St. Andrew is the patron saint of Scotland. St. Andrew's Day is celebrated by Scots around the world on November 30. Interestingly, St. Andrew, one of Jesus' disciples, was never in Scotland when he was alive. However, portions of his remains were sent to Scotland 300 or so years after his death. There are many versions of how this came to be. One of the most popular is that Emperor Constantine was going to move his remains. An angel warned the resident monk this was going to take place and that he should send the remains to the ends of the earth. To a monk in Greece at that time, Scotland filled the bill and St. Andrews remains were shipped to Scotland. Thus, St. Andrew's remains were brought ashore at St. Andrews where a chapel and later a cathedral were built to house them.

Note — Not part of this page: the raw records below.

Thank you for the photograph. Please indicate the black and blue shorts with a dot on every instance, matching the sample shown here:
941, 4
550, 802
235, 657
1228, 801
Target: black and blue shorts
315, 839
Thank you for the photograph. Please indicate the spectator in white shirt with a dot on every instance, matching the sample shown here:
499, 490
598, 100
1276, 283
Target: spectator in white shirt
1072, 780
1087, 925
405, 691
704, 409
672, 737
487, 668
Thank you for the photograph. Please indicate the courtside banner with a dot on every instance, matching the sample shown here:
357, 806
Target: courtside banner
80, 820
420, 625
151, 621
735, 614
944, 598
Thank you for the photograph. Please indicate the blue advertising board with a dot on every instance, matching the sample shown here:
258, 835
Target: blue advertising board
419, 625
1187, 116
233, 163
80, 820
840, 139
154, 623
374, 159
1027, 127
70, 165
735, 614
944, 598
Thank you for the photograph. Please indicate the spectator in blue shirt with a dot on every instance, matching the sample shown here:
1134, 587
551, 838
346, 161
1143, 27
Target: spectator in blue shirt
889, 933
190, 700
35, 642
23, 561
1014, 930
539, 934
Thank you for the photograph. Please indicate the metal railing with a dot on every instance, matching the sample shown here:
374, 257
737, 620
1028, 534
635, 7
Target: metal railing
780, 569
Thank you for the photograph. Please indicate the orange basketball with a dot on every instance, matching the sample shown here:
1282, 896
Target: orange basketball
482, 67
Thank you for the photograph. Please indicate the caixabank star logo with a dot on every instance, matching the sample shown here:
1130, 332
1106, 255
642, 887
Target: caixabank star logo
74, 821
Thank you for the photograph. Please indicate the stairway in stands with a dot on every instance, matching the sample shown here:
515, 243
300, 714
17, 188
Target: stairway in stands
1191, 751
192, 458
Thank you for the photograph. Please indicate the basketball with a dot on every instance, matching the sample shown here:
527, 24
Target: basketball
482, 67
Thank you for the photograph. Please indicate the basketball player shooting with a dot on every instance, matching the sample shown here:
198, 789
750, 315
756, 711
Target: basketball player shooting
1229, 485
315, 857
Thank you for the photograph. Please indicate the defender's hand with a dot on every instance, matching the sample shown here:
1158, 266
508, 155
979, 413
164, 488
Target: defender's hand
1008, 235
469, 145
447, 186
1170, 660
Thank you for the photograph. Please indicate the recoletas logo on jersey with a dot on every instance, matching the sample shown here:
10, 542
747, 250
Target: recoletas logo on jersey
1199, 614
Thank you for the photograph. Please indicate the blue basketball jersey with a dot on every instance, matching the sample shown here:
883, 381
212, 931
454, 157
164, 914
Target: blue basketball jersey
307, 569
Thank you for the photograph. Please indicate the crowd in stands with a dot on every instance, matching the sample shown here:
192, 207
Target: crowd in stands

During the reformation, the cathedral was destroyed and the remains lost. A plaque was erected to memorialize the spot. However, in 1879 portions of St. Andrew's remains were shipped from Italy where some of his bones had been taken. Later, 1969 to be exact, Pope Paul VI gave some further St. Andrew's relics to the Catholic church in Scotland.
The cross in the Scottish flag above reflects the cross (called a saltire) on which St. Andrew was tortured to death due to his association with Jesus and his success at spreading the Christian gospel. Needless to say, the Scottish flag carries immense, intense symbolism.